I know exactly when the act of inhaling and exhaling became something more than simply breathing… when it became breathsong.
Subconsciously, I accepted the concept long ago, but understanding it as song became clear to me as my wife lay dying in an ICU, her lungs tortured by pneumonia, her breathing measured by machines. Betty had a long history with the illness. She suffered a serious case decades ago. In later years, she acquired “walking pneumonia” five times in one twelve-month period, something that required medical attention but not hospitalization.

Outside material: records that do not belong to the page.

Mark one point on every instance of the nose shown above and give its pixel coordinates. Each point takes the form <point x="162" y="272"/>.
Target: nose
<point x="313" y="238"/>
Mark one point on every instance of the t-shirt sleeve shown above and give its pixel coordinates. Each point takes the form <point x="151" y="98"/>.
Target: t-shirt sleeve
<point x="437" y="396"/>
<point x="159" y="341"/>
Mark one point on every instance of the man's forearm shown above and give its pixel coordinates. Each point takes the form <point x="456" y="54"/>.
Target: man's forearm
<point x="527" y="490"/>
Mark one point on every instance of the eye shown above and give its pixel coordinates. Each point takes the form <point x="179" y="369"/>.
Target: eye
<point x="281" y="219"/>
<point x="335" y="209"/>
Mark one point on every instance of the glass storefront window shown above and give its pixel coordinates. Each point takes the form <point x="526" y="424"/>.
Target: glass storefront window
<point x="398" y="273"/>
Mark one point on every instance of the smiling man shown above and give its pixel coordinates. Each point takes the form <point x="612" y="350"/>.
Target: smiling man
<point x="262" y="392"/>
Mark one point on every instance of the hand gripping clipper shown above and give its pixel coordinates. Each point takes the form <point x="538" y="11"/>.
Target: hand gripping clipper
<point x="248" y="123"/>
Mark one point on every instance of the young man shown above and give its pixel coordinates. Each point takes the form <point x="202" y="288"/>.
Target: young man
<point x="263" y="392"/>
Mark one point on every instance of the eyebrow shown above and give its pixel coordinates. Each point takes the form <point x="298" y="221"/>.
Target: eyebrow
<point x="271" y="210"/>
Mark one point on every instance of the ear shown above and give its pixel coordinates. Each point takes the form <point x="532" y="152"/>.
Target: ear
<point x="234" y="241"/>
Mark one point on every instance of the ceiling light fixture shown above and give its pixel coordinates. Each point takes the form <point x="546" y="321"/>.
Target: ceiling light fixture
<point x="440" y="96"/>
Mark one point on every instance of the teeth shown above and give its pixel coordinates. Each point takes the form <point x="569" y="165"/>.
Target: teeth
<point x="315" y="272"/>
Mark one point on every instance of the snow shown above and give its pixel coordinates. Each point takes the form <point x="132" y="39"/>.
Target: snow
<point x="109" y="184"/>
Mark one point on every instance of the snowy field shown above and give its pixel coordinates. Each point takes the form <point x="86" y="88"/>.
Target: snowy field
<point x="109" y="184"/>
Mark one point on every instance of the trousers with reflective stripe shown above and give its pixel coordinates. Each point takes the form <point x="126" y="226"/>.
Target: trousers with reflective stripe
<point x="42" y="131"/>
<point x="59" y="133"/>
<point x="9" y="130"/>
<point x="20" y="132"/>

She had an even longer association with tobacco. She took up smoking at age sixteen and continued unabated until her admission to the ICU unit at UNM Hospital. Betty had routinely smoked two packs a day in the fifty-five years I’d known her. When I questioned her about verified data proving the use of tobacco could be deadly, she responded that those were statistics. “I’m an individual with my own set of genes and stamina and ways of dealing with health issues.” In years hence, I’ve wondered if that intelligent woman realized how dumb she sounded at that moment.
Betty’s gone now, of course, but I often think of her breathsong. A language all its own, it beat to a unique rhythm that changed with the stimulus of the moment… tempest, squall, tornado, sea breeze, gentle caress, mountain calm. Full-throated when she drew on Doral filter tips—a muted inhale followed by a satisfied whoosh, signifying pleasure. Slow and languid when cuddling one of our sons as he slept in her arms. Sharp and irritated when the other child grew mischievous.
Her breath signaled anything she wished to express: excitement, fatigue, love, displeasure…and especially the passing of an emotional storm. Her breathing bespoke of love at times of personal intimacy, awe when viewing such marvels as the Valles Caldera, surprise at an anniversary present, apprehension when confronting one of life’s unexpected challenges. It projected her anger or displeasure (usually with me) as distinctly as it expressed forgiveness and struck a chord of clear warning when someone earned her displeasure.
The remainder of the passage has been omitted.